Discussing the record allocation of subsidies and incentives, reaching Tk43,230 crore in the upcoming fiscal year, CPD Distinguished Fellow Dr Debapriya Bhattacharya said: “We have to discuss how much we will spend for underprivileged people and how widely we will use it.”
He was speaking at a media briefing analysing the National Budget FY2019-20 at a hotel in Dhaka on Friday.
Subsidy for the gas sector for FY 2019-2020 has more than doubled, from Tk4,500 crore in the previous fiscal year to Tk9,600 crore in the next budget.
According to government sources, gas sector subsidy was increased because of import of liquefied natural gas (LNG), which is more expensive than the domestically produced alternatives.
Per unit cost of imported LNG is Tk25.17, after adding tax and regasification charges the total cost reaches Tk39.44, said sources from Petrobangla. When the LNG is blended with local gas, the cost of production for per unit reaches Tk14.64.
Meanwhile, the average retail price of gas supplied by Petrobangla from domestic sources stands at Tk7.39 per cubic metre.
In his budget statement on Thursday, Finance Minister AHM Mustafa Kamal also recommended setting aside Tk9,500 crore as subsidy for the power sector in the next fiscal year, which was Tk9,200 crore in FY2018-19.
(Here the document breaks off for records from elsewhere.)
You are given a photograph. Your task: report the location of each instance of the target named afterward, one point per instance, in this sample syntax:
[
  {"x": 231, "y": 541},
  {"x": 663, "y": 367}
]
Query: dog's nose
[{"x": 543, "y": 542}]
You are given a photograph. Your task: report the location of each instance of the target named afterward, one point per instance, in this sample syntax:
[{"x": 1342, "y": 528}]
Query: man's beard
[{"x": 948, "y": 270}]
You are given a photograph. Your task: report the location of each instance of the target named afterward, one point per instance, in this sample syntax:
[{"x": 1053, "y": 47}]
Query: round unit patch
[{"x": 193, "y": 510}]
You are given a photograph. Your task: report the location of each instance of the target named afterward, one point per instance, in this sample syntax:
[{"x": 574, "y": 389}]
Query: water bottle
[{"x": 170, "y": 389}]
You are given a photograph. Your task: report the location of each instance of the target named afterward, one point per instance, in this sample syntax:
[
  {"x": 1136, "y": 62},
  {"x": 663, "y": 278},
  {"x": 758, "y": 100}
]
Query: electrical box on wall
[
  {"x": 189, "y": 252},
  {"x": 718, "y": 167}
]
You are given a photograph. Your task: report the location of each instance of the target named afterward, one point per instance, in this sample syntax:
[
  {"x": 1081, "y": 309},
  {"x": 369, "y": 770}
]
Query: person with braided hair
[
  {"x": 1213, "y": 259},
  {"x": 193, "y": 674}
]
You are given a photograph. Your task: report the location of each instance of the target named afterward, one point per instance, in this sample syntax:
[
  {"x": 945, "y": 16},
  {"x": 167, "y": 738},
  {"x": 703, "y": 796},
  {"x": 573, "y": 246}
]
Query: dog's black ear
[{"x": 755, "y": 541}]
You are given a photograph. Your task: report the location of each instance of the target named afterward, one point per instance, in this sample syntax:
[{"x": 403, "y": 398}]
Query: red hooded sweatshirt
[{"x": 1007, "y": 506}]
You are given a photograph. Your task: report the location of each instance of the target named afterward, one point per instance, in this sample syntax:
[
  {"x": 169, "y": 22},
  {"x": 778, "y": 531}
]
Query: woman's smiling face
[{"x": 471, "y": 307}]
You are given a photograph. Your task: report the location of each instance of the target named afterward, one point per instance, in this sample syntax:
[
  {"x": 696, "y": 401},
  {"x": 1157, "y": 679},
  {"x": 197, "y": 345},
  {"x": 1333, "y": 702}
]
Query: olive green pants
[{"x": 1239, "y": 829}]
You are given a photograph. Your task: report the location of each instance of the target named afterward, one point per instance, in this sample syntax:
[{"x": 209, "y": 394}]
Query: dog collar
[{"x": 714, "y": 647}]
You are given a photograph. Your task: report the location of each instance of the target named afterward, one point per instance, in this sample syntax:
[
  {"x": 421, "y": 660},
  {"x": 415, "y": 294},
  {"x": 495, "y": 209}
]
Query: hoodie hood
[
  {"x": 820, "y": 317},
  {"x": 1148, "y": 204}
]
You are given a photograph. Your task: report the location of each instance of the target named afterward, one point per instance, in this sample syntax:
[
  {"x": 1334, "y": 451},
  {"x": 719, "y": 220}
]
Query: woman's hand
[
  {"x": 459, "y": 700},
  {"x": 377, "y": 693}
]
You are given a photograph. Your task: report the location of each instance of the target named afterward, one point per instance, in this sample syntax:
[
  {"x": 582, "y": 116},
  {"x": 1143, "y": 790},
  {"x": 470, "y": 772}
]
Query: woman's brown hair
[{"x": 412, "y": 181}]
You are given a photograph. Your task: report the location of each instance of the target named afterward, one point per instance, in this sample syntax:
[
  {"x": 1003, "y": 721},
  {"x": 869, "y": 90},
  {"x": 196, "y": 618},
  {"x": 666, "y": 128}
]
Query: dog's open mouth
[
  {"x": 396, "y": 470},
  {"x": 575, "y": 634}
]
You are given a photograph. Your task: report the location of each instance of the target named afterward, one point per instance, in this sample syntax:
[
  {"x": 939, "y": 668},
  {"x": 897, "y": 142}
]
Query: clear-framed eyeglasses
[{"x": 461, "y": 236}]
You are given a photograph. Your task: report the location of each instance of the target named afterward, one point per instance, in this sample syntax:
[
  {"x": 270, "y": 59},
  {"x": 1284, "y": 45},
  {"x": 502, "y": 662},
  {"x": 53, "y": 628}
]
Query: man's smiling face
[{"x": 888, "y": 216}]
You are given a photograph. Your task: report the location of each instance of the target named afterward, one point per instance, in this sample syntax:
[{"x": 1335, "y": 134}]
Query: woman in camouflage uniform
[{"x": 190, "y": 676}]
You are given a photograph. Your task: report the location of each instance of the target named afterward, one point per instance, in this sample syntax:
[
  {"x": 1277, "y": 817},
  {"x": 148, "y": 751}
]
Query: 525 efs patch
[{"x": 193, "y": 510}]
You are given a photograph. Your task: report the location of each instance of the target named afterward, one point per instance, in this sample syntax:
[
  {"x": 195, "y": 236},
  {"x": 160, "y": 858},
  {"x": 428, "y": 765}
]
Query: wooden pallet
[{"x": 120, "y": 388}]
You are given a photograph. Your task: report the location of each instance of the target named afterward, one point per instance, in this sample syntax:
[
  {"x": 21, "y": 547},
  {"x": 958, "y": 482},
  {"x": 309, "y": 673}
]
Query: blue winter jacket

“In 2013, the highest portion of subsidies were allocated to agriculture sector, and Bangladesh Petroleum Corporation (BPC). But over the last seven years, the composition of subsidy has shifted towards power and gas,” Debapriya further said while analyzing the proposed subsidies.
He also stated that it is difficult to claim a certain quarter is benefitting from the allocated subsidies as some portion of it is surely reaching underprivileged farmers and common people through Bangladesh Power Development Board (PDB).
“So, we can say everyone is benefitting from the subsidy,” Debapriya said.
Criticising the agriculture sector subsidy and its policies, the CPD distinguished fellow said: “A total of Tk9,000 crore has been allotted for agriculture sector, which is the same amount as the previous fiscal year. However, the subsidy has not been spent fully in the past three fiscal years.
“Presently we have around 2 crore registered farmers. If we want them to survive, the government should allocate Tk5,000 for each farmer under the subsidy, which we proposed last year.”
Mentioning the Tk4,000 crore subsidy for Bangladesh Jute Mills Corporation (BJMC), Debapriya opined that only a subsidy is not enough, and a reform agenda is a must for this sector.
In the proposed budget, Tk3,060 crore was allocated, incentivising 2 percent benefits on money sent by expatriate Bangladeshis, aiming to bring in more foreign remittance through legal channels.
Instead of cash incentives, the CPD recommended a gradual depreciation of Taka to help incentivise export and remittances.